Illustration of people going through a video game obstacle course
5-second summary
  • It’s tempting to cater to a small number of large customers with deep pockets, but this choice comes with downsides like higher overhead that run counter to the flywheel model.
  • For a flywheel business, balancing the needs of enterprise customers with the needs of smaller customers is like navigating a Super Mario-style obstacle course – but it can be done.
  • Look at your backlog, pricing model, and financials for clues as to whether you’re losing your footing (or have already fallen into hot lava).

This article is part of our series on using the flywheel model to grow your business. Check out the complete collection here.

Enterprise customers are key partners in the growth of most B2B startups. So much so, that it’s tempting to put that partnership above everything else. As soon as you land one large deal, the next logical question is “How do we land another?” You might reach out to your existing enterprise contacts to learn what it takes to land more customers like them. And if you do, you’ll probably come back from those meetings with an answer to your question, and a list of items for your backlog.

This is where you, I, and anyone aiming to run a business based on the flywheel model, should pause.

Flywheel companies are volume-based businesses by definition. Most of your customers will likely be small and medium-sized businesses who appreciate the favorable cost-to-value ratio a volume-based vendor like you delivers. The catch is that you can’t build a volume business if a handful of large customers dictate what’s on your roadmap.

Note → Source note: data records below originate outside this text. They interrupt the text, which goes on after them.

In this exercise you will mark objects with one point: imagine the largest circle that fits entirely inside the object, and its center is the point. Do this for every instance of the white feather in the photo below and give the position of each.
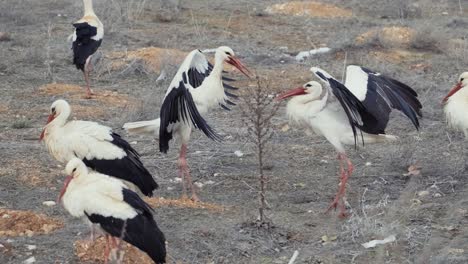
(143, 127)
(356, 81)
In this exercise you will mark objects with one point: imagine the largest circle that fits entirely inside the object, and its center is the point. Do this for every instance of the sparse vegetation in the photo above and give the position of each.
(258, 109)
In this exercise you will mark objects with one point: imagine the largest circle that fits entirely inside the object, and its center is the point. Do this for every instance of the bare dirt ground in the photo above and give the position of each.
(423, 43)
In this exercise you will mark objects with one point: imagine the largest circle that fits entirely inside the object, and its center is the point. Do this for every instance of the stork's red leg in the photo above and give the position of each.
(339, 200)
(185, 171)
(182, 162)
(87, 69)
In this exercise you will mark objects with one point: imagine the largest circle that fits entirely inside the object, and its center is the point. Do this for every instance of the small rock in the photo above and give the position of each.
(4, 36)
(238, 153)
(31, 247)
(177, 179)
(49, 203)
(423, 193)
(30, 260)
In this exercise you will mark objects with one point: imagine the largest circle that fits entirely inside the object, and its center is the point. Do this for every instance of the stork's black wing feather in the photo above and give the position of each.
(384, 94)
(353, 107)
(178, 106)
(128, 168)
(84, 46)
(141, 231)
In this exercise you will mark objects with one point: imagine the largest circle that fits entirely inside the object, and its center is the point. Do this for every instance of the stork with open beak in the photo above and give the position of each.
(456, 105)
(196, 88)
(87, 38)
(351, 113)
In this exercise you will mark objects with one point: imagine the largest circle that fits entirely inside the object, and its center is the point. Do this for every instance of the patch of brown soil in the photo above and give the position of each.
(396, 36)
(109, 98)
(94, 251)
(26, 223)
(398, 56)
(153, 57)
(29, 172)
(309, 8)
(3, 109)
(183, 203)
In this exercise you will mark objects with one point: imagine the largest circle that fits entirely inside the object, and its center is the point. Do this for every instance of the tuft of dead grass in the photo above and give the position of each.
(94, 251)
(26, 223)
(157, 202)
(109, 98)
(387, 36)
(308, 8)
(153, 57)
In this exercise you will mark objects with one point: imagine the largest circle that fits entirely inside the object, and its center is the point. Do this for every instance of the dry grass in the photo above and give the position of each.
(183, 203)
(307, 8)
(387, 36)
(26, 223)
(109, 98)
(153, 57)
(94, 251)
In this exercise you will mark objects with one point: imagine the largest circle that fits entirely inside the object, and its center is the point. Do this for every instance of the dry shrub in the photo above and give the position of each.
(257, 109)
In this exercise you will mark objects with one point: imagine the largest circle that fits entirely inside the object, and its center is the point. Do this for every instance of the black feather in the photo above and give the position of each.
(178, 106)
(129, 167)
(141, 231)
(84, 46)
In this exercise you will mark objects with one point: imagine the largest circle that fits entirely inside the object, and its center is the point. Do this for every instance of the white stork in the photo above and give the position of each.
(357, 111)
(456, 105)
(196, 88)
(98, 147)
(119, 212)
(87, 38)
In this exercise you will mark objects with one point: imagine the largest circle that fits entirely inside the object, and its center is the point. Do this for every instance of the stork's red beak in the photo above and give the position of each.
(455, 89)
(292, 92)
(49, 119)
(238, 64)
(64, 188)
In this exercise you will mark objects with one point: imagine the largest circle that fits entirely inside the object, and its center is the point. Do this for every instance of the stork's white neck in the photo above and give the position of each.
(61, 119)
(88, 7)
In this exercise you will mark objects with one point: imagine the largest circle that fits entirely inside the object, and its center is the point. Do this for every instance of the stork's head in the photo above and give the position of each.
(75, 168)
(462, 82)
(227, 54)
(311, 87)
(58, 108)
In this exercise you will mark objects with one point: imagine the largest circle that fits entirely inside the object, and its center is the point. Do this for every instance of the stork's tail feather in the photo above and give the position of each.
(380, 138)
(143, 127)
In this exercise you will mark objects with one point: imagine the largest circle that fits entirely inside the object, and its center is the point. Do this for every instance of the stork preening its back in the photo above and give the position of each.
(118, 211)
(351, 113)
(456, 105)
(87, 38)
(95, 144)
(196, 88)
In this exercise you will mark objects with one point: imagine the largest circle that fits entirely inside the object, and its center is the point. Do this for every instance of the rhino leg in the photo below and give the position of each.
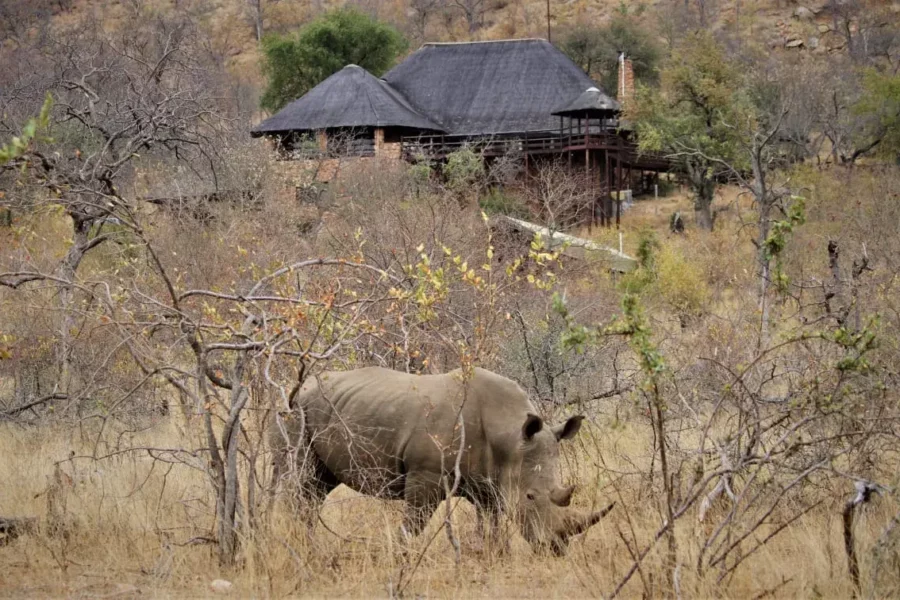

Granted, there are many successful software companies that focus solely on enterprises. And if that’s your strategy, then this article won’t be helpful. But if you’re looking to build a business based on the flywheel model, you need to understand the potential pitfalls related to serving large organizations and proactively address them. Trying to satisfy one type of customer without alienating the rest is like making your way through a video game quest, dodging gremlins and watching for trap doors. You can slay the dragon – but you’ll have to stay on your toes.

Companies that can’t balance small and large customers risk falling into a deep, dark pit. So how do you know if you’ve lost your footing? Here are a few signs.

Signal #1: enterprise requirements dominate your backlog

When growing companies begin prioritizing large customers for the sake of short-term revenue, it can impede the growth of their customer base over the long term.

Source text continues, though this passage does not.